In the meantime, federal and state grants are keeping the county’s resilience plan afloat. And so are proceeds from property taxes, the main form of income for Florida municipalities. But that might not always be the case. Several studies predict that as coastal properties flood more often, their value could drop as the cost to insure them rises.
That would be a huge problem for Florida, where property taxes make up the lion’s share of many county or city budgets. In a state without income tax, the perpetual growth of property values and the tax revenue generated by the increase are what foots the bill for police, fire, parks, trash pickup and other essential city services, including the adaptation projects that are designed to keep communities dry as sea level rise.
If property values begin to drop from sea level rise-driven inundation or even the increasing threat of it, that’s bad news for the Sunshine State.
A recent study published in the Journal of the American Planning Association by researchers from Cornell University and Florida State University found that the average municipality in Florida could see sea level rise-driven flooding potentially impact the value, and therefore, the collection of taxes, for almost half of its properties. That could put those municipalities at risk of losing about 45% of its property taxes and 29% of municipal revenues by the end of the century. That number rises sharply for municipalities in more at-risk areas like South Florida, where some spots could see up to 90% of their property taxes at risk. That could force more tax hikes to compensate.
Linda Shi, an assistant professor in the department of city and regional planning at Cornell and co-author of the study, called this a “Catch-22” for Florida’s coastal communities.
“Many of these places are highly reliant on these sources of revenue, and they’re reliant on these sources of revenue to fund the adaptations they’re doing,” she said.
Florida governments also rely heavily on charges for things like parking and marinas, as well as fees on developers. Those weren’t included in the paper’s analysis, which Shi called a “back of the envelope estimate” based on 2012 census data.
“If half of your city is standing in water, you’re also not going to be able to get money for those things,” she said. “If we say the city could lose 50% of its revenue to the impacts of sea level rise… Its actual fiscal impacts are going to be much bigger.”
Hagg said the county is acutely aware of the risk of falling property values due to flooding, but it hasn’t seen it happen yet, even in neighborhoods that flood for 90 days of the year.
“That’s the whole point of our resilience program, to maintain access to homes. But the main goal is to maintain our property values,” she said.
It’s a similar story in Miami Beach, another island community with billions of real estate facing sea level rise-driven inundation. Studies consistently single out Miami Beach as one of the U.S. communities first in line to see a potential property value drop off as flooding becomes more common, but Amy Knowles, the city’s chief resilience officer, said the city has done a lot to prepare for the risk.
The city has sunk tens of millions into raising roads and improving drainage in neighborhoods like Sunset Harbour, West Avenue and Palm and Hibiscus Islands. The projects have been controversial with some residents, but Knowles said a city-funded study also found that they improved property values in neighborhoods near the fixes.

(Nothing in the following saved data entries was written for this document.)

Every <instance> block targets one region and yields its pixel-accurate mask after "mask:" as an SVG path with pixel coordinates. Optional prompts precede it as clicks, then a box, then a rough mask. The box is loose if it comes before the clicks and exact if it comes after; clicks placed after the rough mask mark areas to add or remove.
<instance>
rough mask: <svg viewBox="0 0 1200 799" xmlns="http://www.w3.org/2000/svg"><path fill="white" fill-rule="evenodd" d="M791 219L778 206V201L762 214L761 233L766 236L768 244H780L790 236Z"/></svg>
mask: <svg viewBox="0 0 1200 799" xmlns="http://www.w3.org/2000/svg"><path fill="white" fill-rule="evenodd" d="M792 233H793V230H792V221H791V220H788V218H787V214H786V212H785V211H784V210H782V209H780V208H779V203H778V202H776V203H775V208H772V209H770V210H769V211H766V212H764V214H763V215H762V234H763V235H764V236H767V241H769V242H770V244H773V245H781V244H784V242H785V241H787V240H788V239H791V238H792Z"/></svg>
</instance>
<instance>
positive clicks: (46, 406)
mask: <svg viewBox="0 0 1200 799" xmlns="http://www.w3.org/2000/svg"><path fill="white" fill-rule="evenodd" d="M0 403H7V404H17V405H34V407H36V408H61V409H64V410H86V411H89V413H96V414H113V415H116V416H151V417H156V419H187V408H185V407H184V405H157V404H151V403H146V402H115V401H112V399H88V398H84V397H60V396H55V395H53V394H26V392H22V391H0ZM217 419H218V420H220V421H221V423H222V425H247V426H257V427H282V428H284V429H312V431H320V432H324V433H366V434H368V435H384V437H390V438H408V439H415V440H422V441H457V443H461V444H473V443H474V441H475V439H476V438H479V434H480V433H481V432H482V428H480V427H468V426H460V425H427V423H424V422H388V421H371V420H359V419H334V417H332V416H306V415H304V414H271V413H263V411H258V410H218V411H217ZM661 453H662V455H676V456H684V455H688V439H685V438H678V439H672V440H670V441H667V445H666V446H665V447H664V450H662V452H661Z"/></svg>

“Our focus on resilience projects and investments is because we understand that connection between property value and sea level rise. It really spurs us to invest and to do this work,” she said.
And while the city isn’t seeking a dedicated funding source for resilience money like Monroe, Knowles said Miami Beach’s budget is less reliant on property taxes than other, smaller coastal Florida spots. The city has strong reserves, a booming tourism economy and plenty of residents that don’t live here full-time, so their homes can be taxed at a higher rate than homesteaded properties, she said.
“We are highly vulnerable but highly valuable and we know we have to invest,” she said. “We’re constantly going to be incrementally adapting to this challenge.”